In the event Mr. Johnson’s employment is terminated within two years after a change of control transaction is presented to our board of directors, Mr. Johnson’s severance payment would equal 2.99 times his base amount (as that term is defined in Section 280G of the Internal Revenue Code). Change of control severance is payable over a three-year period. We would also reimburse Mr. Johnson for premiums paid for life and long term disability coverage for a three year period and would allow Mr. Johnson to retain eligibility for medical, dental and vision coverage for a three year period after termination. In addition he would receive immediate vesting of all stock options and restricted stock. Change of control payments to Mr. Johnson are subject to a cap such that we will not have to pay excise tax under the provisions of Section 4999 of the Internal Revenue Code. Assuming Mr. Johnson was terminated on December 31, 2007 in connection with a change of control, he would have been entitled to aggregate benefits under his employment agreement valued at $1,404,375.

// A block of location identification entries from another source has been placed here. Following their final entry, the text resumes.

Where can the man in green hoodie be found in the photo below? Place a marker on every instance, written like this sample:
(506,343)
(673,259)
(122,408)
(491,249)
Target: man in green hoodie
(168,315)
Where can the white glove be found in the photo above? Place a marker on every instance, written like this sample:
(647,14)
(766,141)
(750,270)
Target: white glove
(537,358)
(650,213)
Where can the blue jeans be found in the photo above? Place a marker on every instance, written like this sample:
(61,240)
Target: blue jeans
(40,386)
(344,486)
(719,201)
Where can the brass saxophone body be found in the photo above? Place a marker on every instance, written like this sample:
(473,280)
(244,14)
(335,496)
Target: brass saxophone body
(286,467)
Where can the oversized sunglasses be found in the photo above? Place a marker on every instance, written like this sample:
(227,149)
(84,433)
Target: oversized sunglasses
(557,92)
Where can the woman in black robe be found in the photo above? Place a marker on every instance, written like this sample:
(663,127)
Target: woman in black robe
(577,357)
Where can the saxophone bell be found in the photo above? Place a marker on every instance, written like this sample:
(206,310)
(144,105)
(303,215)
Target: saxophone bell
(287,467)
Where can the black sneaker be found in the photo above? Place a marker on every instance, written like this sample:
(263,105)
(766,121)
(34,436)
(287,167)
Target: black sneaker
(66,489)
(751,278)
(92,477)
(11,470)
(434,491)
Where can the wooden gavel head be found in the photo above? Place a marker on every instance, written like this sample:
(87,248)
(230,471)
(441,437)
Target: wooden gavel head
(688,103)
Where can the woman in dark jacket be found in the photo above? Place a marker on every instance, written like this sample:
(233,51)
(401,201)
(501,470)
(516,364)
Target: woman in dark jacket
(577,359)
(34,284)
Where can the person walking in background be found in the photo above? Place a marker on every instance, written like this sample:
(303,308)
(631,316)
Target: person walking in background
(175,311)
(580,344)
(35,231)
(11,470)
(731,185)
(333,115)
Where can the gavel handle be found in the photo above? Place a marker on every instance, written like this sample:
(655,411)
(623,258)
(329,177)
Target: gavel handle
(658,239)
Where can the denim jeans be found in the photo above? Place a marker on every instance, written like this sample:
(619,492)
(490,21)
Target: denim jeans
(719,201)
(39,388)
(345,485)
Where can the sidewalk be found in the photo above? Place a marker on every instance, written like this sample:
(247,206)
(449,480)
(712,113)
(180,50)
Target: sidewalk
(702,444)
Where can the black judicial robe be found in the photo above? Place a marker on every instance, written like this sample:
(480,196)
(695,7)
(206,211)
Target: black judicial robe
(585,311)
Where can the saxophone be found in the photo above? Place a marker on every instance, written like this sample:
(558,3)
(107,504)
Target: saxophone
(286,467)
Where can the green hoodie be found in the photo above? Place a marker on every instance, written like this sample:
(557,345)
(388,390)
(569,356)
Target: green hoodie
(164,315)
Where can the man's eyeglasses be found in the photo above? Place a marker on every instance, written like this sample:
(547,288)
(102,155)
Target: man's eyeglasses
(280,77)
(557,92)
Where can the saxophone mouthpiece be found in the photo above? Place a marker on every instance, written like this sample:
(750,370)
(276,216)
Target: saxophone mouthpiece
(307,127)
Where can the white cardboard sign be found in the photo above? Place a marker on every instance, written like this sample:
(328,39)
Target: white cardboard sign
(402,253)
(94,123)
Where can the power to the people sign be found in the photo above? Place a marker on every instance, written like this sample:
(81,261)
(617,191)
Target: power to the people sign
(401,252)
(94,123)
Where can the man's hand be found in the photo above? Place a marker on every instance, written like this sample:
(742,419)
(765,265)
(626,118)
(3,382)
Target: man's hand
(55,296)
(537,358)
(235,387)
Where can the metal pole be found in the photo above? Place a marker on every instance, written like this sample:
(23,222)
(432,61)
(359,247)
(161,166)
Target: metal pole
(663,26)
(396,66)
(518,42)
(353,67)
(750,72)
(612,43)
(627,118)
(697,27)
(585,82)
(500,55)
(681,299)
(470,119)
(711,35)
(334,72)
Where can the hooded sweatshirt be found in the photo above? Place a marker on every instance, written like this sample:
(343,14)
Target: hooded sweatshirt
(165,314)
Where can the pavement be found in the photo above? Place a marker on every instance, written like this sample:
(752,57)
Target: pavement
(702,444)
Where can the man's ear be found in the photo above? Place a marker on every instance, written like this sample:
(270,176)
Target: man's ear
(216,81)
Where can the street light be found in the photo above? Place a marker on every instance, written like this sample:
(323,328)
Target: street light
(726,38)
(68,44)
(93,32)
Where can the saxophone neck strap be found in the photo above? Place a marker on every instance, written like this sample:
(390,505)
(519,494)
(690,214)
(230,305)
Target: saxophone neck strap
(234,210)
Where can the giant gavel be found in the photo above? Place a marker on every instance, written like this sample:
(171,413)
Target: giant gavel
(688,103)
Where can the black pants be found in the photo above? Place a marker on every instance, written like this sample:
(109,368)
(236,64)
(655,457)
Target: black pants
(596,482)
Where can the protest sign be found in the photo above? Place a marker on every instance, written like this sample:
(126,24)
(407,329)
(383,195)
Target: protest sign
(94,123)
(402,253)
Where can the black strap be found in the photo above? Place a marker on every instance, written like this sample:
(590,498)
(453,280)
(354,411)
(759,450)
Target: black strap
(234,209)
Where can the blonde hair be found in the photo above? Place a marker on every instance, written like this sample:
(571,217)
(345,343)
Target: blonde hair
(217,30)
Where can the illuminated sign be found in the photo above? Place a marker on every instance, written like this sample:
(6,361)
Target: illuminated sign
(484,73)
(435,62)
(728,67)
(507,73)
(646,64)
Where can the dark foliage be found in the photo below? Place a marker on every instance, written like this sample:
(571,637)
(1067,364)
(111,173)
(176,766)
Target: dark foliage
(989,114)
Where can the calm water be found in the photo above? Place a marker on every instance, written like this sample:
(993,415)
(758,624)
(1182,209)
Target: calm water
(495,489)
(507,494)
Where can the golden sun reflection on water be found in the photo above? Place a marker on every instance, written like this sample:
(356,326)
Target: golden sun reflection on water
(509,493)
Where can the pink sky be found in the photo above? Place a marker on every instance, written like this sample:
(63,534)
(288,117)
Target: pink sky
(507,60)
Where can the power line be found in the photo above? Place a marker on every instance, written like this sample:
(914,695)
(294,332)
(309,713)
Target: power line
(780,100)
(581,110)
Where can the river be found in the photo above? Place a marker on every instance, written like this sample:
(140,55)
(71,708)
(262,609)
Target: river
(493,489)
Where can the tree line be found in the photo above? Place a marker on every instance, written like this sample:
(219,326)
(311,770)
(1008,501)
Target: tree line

Executive Severance Plan.    In May 2006, we implemented an Executive Severance Plan for our senior executives. Each of our named executive officers other than Mr. Johnson is a participant in the Executive Severance Plan. The Executive Severance Plan replaced prior severance letter agreements with our senior executives. Pursuant to Executive Severance Plan, if the participant loses his current position (except for termination for ‘‘cause’’) and such termination constitutes a separation of service under Section 409A, or if following a change of control the participant’s employment terminates for certain listed reasons, then his base salary will continue to be paid until he either secures other full-time employment, or for one year (two years in the case of David J. Albert), whichever occurs first. Payments under the Executive Severance Plan may be subject to certain timing delays in accordance with Section 409A.

On December 6, 2007, the Executive Severance Plan was amended, effective January 1, 2008, to comply with Section 409A, but did not expand the level or types of benefits payable to the participants. The Executive Severance Plan was also revised to add a one year non-compete and non-solicit provision together with standard confidentiality and non-disparagement covenants.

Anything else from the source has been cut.